The Storm Peak Lab Cloud Property Validation Experiment: description and early results

 

Authors

Chuck N. Long (deceased) — NOAA- Earth System Research Laboratory
Gerald Mace — University of Utah
Roger Marchand — University of Washington
Matthew Shupe — University of Colorado
Paul Lawson — SPEC, Inc.
Ian B. McCubbin — Desert Research Institute
Gannet Hallar — University of Utah

Linnea Avallone — National Science Foundation

Category

Cloud Properties

Description

Location of the AMF2 Thunderhead site during STORMVEX. The AMF2 van is located to the right and slightly below the Lodge.
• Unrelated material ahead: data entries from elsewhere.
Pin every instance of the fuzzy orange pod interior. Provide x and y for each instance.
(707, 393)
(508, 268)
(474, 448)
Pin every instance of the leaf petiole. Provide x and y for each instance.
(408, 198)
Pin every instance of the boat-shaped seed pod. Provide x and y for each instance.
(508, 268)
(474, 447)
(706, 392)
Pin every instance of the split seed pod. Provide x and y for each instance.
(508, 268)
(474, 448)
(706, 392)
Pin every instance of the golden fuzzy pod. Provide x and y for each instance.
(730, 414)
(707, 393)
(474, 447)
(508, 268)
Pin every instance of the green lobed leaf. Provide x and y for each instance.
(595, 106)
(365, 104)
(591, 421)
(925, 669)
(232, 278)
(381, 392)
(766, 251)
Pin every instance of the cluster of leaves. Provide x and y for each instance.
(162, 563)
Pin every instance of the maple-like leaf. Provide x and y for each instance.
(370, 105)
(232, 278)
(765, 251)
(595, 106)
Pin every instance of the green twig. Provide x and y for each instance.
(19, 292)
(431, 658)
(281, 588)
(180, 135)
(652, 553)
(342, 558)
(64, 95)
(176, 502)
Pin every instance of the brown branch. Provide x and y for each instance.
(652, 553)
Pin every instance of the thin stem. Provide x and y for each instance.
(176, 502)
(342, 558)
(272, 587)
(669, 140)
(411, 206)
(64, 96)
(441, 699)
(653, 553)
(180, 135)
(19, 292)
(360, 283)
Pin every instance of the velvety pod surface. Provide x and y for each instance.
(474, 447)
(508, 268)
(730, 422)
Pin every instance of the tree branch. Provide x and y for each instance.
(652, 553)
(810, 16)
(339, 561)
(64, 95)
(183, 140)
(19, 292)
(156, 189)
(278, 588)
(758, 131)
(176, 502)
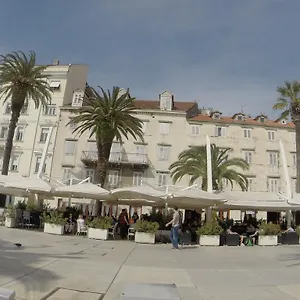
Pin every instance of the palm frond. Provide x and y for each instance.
(192, 162)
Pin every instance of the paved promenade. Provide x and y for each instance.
(63, 267)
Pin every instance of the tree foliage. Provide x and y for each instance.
(193, 163)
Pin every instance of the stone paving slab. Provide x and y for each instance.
(46, 262)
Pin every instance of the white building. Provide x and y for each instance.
(169, 128)
(34, 124)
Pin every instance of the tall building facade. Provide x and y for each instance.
(34, 124)
(170, 127)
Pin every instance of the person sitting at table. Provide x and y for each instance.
(229, 231)
(290, 229)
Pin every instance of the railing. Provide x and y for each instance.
(118, 157)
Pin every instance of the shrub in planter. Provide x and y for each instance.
(98, 228)
(268, 233)
(54, 222)
(10, 216)
(145, 232)
(209, 233)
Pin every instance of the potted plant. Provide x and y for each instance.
(10, 216)
(209, 233)
(54, 222)
(268, 233)
(98, 228)
(145, 232)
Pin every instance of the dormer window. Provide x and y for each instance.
(261, 119)
(283, 122)
(166, 101)
(77, 98)
(216, 115)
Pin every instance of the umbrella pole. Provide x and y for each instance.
(209, 176)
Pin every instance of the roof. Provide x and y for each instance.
(153, 104)
(248, 121)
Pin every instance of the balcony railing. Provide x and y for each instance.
(118, 157)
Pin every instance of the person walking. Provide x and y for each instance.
(175, 222)
(123, 224)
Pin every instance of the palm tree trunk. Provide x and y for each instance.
(297, 127)
(9, 140)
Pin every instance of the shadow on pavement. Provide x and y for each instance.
(18, 266)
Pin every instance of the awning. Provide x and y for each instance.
(55, 84)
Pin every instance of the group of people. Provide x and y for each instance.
(123, 222)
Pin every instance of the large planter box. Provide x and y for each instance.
(267, 240)
(54, 229)
(209, 240)
(10, 222)
(97, 234)
(144, 238)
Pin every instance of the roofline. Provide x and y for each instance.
(241, 123)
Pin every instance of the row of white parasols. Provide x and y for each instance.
(188, 198)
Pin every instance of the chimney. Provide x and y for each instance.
(56, 62)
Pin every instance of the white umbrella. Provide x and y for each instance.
(194, 198)
(83, 190)
(139, 195)
(30, 184)
(256, 200)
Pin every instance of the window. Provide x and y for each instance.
(271, 135)
(24, 109)
(70, 147)
(67, 173)
(220, 131)
(19, 135)
(77, 99)
(92, 146)
(90, 173)
(3, 132)
(55, 85)
(216, 116)
(115, 152)
(165, 102)
(247, 133)
(137, 178)
(273, 159)
(44, 134)
(113, 178)
(14, 164)
(273, 185)
(50, 110)
(37, 165)
(262, 119)
(225, 182)
(8, 108)
(195, 130)
(250, 184)
(164, 128)
(145, 127)
(162, 179)
(72, 125)
(248, 156)
(140, 153)
(163, 153)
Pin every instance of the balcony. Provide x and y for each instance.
(118, 158)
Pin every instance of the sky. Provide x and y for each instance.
(229, 55)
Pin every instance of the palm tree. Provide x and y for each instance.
(21, 81)
(193, 162)
(289, 103)
(107, 116)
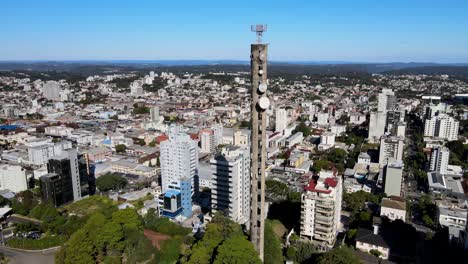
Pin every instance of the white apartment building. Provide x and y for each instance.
(357, 119)
(51, 90)
(241, 138)
(453, 217)
(61, 131)
(321, 210)
(386, 100)
(390, 147)
(364, 158)
(207, 141)
(322, 119)
(441, 126)
(393, 176)
(338, 129)
(376, 126)
(132, 168)
(136, 88)
(327, 140)
(231, 183)
(40, 152)
(179, 159)
(281, 120)
(13, 178)
(439, 159)
(294, 139)
(393, 208)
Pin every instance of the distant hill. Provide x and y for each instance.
(86, 68)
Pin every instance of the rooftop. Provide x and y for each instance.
(394, 202)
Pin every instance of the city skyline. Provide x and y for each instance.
(420, 31)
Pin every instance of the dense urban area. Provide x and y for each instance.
(152, 165)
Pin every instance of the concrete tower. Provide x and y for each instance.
(260, 103)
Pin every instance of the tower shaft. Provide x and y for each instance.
(258, 64)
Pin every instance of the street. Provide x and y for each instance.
(21, 257)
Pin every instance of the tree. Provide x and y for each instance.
(276, 189)
(128, 219)
(342, 255)
(110, 181)
(237, 250)
(375, 252)
(300, 251)
(120, 148)
(272, 245)
(79, 249)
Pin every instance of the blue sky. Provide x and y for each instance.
(313, 30)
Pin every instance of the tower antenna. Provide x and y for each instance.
(259, 29)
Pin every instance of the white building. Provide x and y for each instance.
(390, 147)
(393, 208)
(321, 210)
(156, 121)
(393, 176)
(441, 126)
(241, 138)
(386, 100)
(281, 121)
(439, 159)
(401, 130)
(179, 159)
(368, 240)
(327, 140)
(338, 129)
(454, 218)
(357, 119)
(40, 152)
(13, 178)
(207, 141)
(231, 183)
(61, 131)
(294, 139)
(364, 158)
(376, 126)
(51, 90)
(136, 88)
(322, 119)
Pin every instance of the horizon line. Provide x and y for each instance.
(226, 60)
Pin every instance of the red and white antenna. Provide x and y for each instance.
(259, 29)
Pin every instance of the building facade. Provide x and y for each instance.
(321, 210)
(441, 126)
(231, 183)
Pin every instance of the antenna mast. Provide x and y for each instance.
(259, 29)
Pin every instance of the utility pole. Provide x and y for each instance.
(260, 103)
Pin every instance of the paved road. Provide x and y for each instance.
(22, 219)
(22, 257)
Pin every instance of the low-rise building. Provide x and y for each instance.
(368, 240)
(393, 208)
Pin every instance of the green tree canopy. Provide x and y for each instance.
(237, 250)
(110, 181)
(342, 255)
(272, 245)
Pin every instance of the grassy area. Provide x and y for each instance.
(139, 203)
(279, 229)
(90, 205)
(43, 243)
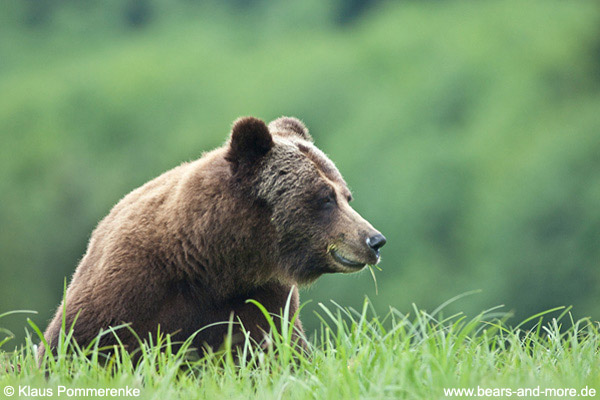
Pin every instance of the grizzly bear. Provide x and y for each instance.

Picture taken from the face of Storm Peak just below the Storm Peak Lab.
From November 2010 through April 2011, the second ARM Mobile Facility (AMF2) was deployed to Steamboat Springs, Colorado, USA, to collect routine remote sensing data while aerosol and cloud property data were collected by mountain-top probes operated by the Storm Peak Laboratory (SPL) and by the University of Wyoming King Air research aircraft. The ground-based instruments included a scanning W-band radar (SWACR) and the new high spectral resolution lidar. The AMF2 instruments were deployed at various locations on the mountain ranging from the valley floor to just 400 m below the SPL laboratory elevation. The late autumn and early winter of 2010/11 (December–January as of this writing) provided nearly continuous cloud cover and frequent, almost daily, precipitation events that ranged from blizzards with intense upslope wind to light snow and even liquid-phase drizzle in light wind. Conditions at SPL ranged from thick liquid cloud with heavy snowfall to liquid clouds with no measureable precipitation to light snowfall with no measureable liquid cloud. In short, both remote and in situ sensors measured an extremely wide range of conditions over a period of time spanning many months. Early science is focusing on the degree to which cloud and precipitation signals can be extracted from the vertically pointing W-band radar spectra and the extent to which cloud and precipitation retrievals derived from vertically pointing data can be applied to off-zenith volume scans. Scanning polarization sensitive W-band radar is revealing the degree to which orientation and riming of snow influence the measurement of radar reflectivity at vertical incidence. This has significant implications for the retrieval of snowfall by cloud radars. These issues will be explored more fully in this presentation.